At the National Assembly’s Health and Welfare Committee audit on October 15 and the Education Committee audit on October 22, Jeong Shin, Director of Chonnam National University Hospital, stated, “As the head of a regional hub hospital, I agree with the government’s policy direction,” but also expressed concern, saying, “If transferred to the Ministry of Health and Welfare, there are worries that the hospitals’ functions will be strengthened more in terms of medical care and administration, rather than education and research.” Survey results were also disclosed, showing that 73% of the more than 1,400 national university hospital professors surveyed opposed the transfer.
Legally, national university hospitals are affiliated institutions under the Ministry of Education, but in practice, they have served as the leading public medical institutions in their respective regions. They provide care for severe and emergency patients that local medical centers or small- and medium-sized hospitals cannot handle, and they also take on areas that private hospitals tend to avoid, such as infectious diseases, trauma, and rare diseases, all while training future medical professionals.
However, most have suffered from chronic budget shortages and operating deficits for an extended period, making it difficult to invest properly in facilities and equipment. Their financial condition has further deteriorated due to the COVID-19 pandemic and mass resignations of medical residents. Unlike private hospitals, they operate as public institutions and have limited means to increase their own revenue. Restrictions on total personnel costs and staffing levels have also resulted in relatively low salaries for medical staff, worsening the physician recruitment shortage. This physician shortage has led to reduced patient volume and expanded deficits, creating a vicious cycle that ultimately threatens the collapse of regional healthcare. For this reason, the issue of transferring national university hospitals to the Ministry of Health and Welfare has been discussed multiple times since 2005, but each time, opposition from hospitals and universities has caused the issue to fade away without resolution.

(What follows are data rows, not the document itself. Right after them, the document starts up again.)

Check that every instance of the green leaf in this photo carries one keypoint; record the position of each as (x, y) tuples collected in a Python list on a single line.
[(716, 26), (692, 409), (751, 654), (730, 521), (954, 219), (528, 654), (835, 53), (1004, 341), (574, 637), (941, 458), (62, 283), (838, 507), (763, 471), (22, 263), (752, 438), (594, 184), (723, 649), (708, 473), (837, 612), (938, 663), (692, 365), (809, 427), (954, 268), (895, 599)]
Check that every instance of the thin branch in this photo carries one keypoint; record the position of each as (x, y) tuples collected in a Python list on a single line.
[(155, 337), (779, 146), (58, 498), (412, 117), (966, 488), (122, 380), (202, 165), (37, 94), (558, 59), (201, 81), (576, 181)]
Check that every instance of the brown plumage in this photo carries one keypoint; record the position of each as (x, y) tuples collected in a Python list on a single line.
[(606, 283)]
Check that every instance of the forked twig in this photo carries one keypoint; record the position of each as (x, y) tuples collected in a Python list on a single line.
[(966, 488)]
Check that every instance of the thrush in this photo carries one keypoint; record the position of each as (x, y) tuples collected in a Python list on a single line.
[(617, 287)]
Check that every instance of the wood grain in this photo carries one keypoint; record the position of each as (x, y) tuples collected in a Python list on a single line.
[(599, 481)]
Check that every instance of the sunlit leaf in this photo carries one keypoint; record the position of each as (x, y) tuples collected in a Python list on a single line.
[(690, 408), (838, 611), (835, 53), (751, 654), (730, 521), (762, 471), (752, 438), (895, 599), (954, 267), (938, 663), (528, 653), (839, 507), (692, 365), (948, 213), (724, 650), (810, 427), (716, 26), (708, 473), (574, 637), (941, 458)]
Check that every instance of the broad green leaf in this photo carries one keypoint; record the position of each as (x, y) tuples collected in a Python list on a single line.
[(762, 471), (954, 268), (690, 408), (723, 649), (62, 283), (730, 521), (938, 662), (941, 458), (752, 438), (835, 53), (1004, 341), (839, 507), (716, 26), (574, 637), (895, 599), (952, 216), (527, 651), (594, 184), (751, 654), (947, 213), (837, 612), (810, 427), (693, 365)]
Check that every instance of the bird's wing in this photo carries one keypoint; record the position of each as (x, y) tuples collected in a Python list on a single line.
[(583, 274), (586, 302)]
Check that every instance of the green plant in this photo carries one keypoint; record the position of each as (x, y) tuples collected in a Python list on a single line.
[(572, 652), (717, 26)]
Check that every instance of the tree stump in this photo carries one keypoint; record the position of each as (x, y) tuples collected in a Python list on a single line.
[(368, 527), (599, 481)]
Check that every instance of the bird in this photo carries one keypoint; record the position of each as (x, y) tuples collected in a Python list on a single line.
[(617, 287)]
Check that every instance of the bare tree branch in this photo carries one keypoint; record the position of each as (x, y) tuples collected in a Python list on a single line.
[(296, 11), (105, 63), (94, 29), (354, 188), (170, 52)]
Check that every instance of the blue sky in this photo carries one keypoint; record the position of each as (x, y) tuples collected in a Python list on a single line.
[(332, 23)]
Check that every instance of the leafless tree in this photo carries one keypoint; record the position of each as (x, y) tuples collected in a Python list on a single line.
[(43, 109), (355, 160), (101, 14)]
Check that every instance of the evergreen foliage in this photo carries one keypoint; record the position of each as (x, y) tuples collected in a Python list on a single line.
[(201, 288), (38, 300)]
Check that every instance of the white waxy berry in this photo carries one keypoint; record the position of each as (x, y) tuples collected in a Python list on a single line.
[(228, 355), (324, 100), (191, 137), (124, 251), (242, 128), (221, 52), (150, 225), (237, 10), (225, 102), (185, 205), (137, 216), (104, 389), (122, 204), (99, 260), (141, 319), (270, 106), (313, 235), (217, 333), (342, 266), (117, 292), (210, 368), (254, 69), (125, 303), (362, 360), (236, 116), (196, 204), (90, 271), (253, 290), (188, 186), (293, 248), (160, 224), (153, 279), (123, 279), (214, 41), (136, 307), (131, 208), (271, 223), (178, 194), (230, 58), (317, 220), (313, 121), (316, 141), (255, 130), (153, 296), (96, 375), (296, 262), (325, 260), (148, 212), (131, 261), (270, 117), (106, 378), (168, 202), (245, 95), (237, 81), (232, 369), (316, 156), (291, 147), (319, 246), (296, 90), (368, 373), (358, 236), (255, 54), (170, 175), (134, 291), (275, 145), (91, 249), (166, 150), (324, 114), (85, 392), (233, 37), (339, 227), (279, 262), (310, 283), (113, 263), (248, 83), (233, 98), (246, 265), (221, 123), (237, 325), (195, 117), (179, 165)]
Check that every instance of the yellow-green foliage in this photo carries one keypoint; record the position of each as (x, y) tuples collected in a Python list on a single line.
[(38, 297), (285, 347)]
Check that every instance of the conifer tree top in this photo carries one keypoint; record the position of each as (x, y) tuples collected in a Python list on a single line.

Ultimately, the core issue is not which ministry has jurisdiction, but how national university hospitals should be defined. It is essential to clarify whether they will remain as “university-affiliated institutions” or move forward as “regional healthcare centers.” If they are transferred to the Ministry of Health and Welfare, there must be an institutional framework that maintains their educational and research functions while strengthening their role as hospitals responsible for regional healthcare. The principle of reinforcing public healthcare must remain central, and detailed institutional design is needed to ensure that hospitals’ educational and research functions are not undermined.
The Ministry of Health and Welfare plans to complete the transfer of national university hospital work within this year and foster them as regional hub hospitals to strengthen local, essential, and public healthcare. The ministry has also promised to improve regulations on personnel management, such as salaries, upon transfer, and to provide robust support to enhance the clinical capabilities of national university hospitals.
There is not enough time to be caught up in inter-ministerial power struggles or negotiations over vested interests. If the transfer debate, which has been repeated for 20 years, fizzles out once again, our society will miss yet another opportunity for public healthcare reform, and if national university hospitals fail to fulfill their roles, the collapse of regional healthcare and the concentration of patients in the capital area will inevitably continue. In every decision, the highest priority must be safeguarding the lives and health of the people.